Soul Murder (revisiting EDUCATION)

M. Wesch is at it again. His latest blog post revisits his video A Vision of Students Today and the inadequacy of the current education system. He calls it soul murder, referring to this book.

Wesch nails it right on the head when he explains that our education system, rooms included, is designed for a world in which information is scarce.

In this world, the teacher is the provider of information.

This is not the world we live in anymore.

The problem in our world is not access to information: It is access to too much information. Education should solve a new set of problems.
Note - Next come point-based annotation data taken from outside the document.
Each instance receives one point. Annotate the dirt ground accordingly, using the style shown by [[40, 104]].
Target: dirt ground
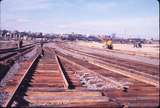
[[147, 50]]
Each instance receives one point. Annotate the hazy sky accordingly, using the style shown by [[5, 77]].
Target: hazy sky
[[138, 18]]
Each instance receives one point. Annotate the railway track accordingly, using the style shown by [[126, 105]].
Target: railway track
[[50, 82], [138, 94], [140, 71], [7, 59]]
I don’t have THE answer – neither does Wesch, though he’s much closer to it than I am. But I can’t help but think about it most of the time. Here are some thoughts about what education should do to serve students in this day and age:

If the teacher is no longer the provider of information, maybe the teacher should be a guide to (parts of) the information space. A coach.
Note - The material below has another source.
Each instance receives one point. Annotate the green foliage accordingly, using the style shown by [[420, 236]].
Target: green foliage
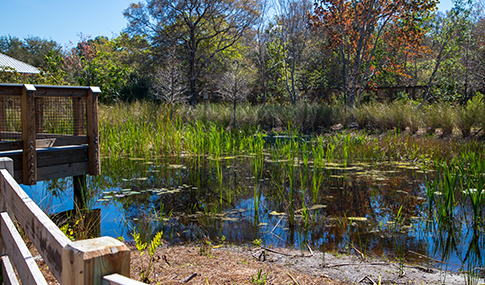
[[141, 246], [259, 279]]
The teacher’s job becomes (not an exhaustive list):

  • to guide students through advanced, highly targeted search techniques in several (kinds of) information spaces
  • to help students map out the fragmented, multivocal information space; or to provide through schemata for reconciling this pluralirty and fragmentation (postmodernism, anyone?)
  • to help students make judgments about selecting and evaluating information
  • to coach students about synthesizing and organizing these different types of information
  • to teach students the skill of decision making: students should make decisions about the most effective ways to present information – instead of giving them recipes for papers, allow students to make decisions about presenting information
  • to create learning experiences where students use the above techniques to solve real-life problems
  • to adapt teaching style to students’ learning and technology usage styles
  • in short, to coach flexible and nimble thinking, decision making, and adaptable communication/writing skills

What do you think? What are the ways in which the education system is failing? What should education do for students? What should the teacher’s job be?

3 thoughts on “Soul Murder (revisiting EDUCATION)”
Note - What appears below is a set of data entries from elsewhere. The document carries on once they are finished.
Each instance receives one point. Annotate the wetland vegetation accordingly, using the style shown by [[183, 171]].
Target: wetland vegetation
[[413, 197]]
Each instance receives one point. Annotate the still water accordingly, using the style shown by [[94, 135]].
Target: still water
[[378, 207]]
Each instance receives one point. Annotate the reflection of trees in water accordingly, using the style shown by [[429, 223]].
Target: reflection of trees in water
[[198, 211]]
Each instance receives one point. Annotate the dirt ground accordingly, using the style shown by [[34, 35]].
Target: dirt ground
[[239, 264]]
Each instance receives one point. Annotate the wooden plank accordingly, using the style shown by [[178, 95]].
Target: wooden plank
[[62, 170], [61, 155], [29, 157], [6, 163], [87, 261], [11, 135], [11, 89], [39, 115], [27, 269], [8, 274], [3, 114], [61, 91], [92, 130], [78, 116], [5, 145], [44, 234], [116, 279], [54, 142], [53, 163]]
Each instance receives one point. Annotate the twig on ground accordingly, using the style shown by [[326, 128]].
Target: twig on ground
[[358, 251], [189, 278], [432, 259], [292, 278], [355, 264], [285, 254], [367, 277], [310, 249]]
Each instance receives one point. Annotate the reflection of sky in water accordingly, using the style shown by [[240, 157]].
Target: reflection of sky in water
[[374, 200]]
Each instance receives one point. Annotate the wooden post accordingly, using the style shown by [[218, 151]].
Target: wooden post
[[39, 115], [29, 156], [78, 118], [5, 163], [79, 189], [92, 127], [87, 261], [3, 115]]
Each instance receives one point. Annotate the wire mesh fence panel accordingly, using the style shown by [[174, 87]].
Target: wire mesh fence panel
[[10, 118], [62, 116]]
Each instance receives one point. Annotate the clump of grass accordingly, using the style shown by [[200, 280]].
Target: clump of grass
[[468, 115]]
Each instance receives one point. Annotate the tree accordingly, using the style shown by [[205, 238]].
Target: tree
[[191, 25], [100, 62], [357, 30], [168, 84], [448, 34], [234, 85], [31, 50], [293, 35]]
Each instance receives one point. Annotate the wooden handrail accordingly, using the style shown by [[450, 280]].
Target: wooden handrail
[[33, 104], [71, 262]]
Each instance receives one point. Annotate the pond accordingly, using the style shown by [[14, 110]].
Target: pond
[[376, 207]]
  1. I’ve seen this video before, but I can’t remember where! It was shown to me in one of my classes. It’s very thought-provoking. I think your view of the teacher as a coach is right on target. We don’t have the time, considering that we see you twice a week for a grand total of 2.5 hours, for you to talk us through everything you want us to learn. We have to take matters into our own hands. Knowing that you are there as a coach/guide and a constant supporter has made me feel less insecure about experimenting with blogging, Twitter, and other online tools. I know that if I don’t understand something or am confused, you’re only an e-mail or Tweet away!
    I loved the section of Dr. Wesch’s post that addresses how students tend to just “get by” and that students are so alienated by education that they see it as something to sneak right past. I’ve always thought of these students as the ones who don’t really care if they take anything away from the course at the end of the semester. It doesn’t matter to them if they retain anything they learned, as long as they remembered the information for the test. As college students, we have an opportunity to learn so much. Why not take advantage of it? The best teachers I have ever had have inspired me to learn and succeed. They have made me want to see the world, experience all that I can, and learn as much as possible. I think that they have succeeded in doing this by bringing something new to the classroom. The whole “read to the class from the book while they take notes” thing just doesn’t always cut it. By addressing the world we live in, the ways we view the world, and bringing new ideas into the classroom, I think you have done an excellent job of inspiring us to learn and experience things for ourselves.

  2. Thanks for linking me to Dr. Wesch’s post. It was one of the best education-related articles/posts/etc. that I have ever read.

    I like the coach analogy. I think you are on the right path. I’t has me thinking of a security guard/ tour guide at a museum. Rather than being the gatekeeper- controlling what information students are given, perhaps educators should be the tour guides walking students through all that is out there and highlighting what is important.